L’analyse des échanges exhumés entre Ghlam et ses commanditaires présumés sont explicites. L’étudiant a multiplié les recherches sur des cibles potentielles : le Sacré-Cœur, un train (il chiffre lui-même les victimes potentielles entre 160 et 400 personnes), des marchés… Le 27 mars 2015, invité par ses commanditaires à « trouver une bonne église avec du monde », il concentre ses recherches sur les églises du Val-de-Marne et les horaires de messe. « Pour l’église, j’ai cherché et en Ile-de-France, c’est difficile pour repartir, tu peux voir sur Google Maps, les bonnes églises ou paroisses sont toutes près d’un commissariat ou gendarmerie […] et l’église ça prend plus de temps pour les tuer », répond-il.

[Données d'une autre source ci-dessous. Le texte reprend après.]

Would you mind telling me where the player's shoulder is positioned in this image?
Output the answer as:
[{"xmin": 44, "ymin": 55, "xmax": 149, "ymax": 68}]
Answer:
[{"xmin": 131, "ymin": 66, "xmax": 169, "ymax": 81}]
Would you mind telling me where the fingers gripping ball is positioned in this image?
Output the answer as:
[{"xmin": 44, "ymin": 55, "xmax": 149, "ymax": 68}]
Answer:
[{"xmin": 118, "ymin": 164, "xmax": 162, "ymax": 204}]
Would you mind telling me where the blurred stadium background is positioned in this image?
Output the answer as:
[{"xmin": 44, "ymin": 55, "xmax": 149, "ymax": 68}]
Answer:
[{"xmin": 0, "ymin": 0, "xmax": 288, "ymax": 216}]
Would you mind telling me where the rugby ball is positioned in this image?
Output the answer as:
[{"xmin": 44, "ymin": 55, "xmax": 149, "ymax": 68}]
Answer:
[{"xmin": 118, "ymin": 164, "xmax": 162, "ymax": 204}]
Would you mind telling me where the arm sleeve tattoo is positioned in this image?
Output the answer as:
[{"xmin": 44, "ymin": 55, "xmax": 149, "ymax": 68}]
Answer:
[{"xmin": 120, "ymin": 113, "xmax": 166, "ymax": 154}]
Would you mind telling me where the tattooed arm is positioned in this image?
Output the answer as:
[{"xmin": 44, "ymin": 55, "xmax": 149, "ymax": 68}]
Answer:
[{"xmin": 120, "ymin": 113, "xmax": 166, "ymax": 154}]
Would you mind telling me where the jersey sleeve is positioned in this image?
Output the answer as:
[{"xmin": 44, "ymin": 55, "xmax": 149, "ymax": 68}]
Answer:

Sept hommes soupçonnés d’avoir fourni les armes
A la mi-avril, l’opération s’accélère puisque Sid Ahmed Ghlam récupère les armes à l’intérieur d’un véhicule volé stationné sur un parking d’Aulnay-sous-Bois. L’enquête a permis de mettre en cause sept hommes, suspectés d’avoir participé plus ou moins directement à la fourniture de cet arsenal. Parmi eux un certain Rabah B., considéré par le parquet comme « la clef de voûte du réseau logistique activé depuis la Syrie » et par ailleurs cousin d’Abdelnasser Benyoucef.

Le 17 avril 2015, Sid Ahmed Ghlam, dûment équipé, reçoit l’ordre de passer à l’acte le dimanche suivant. Selon les enquêteurs, son choix s’était posé sur une église de Villejuif. Le meurtre d’Aurélie Châtelain a bouleversé ses plans. « Depuis la première heure, son discours a toujours été le même, il dit qu’il a tout fait pour que cela ne se produise pas, a réagi Me Gilles-Jean Portejoie, son avocat. Il conteste tous les faits qui lui sont reprochés. »

Publié par Timothée Boutry, pour Le Parisien, le 18 octobre 2019.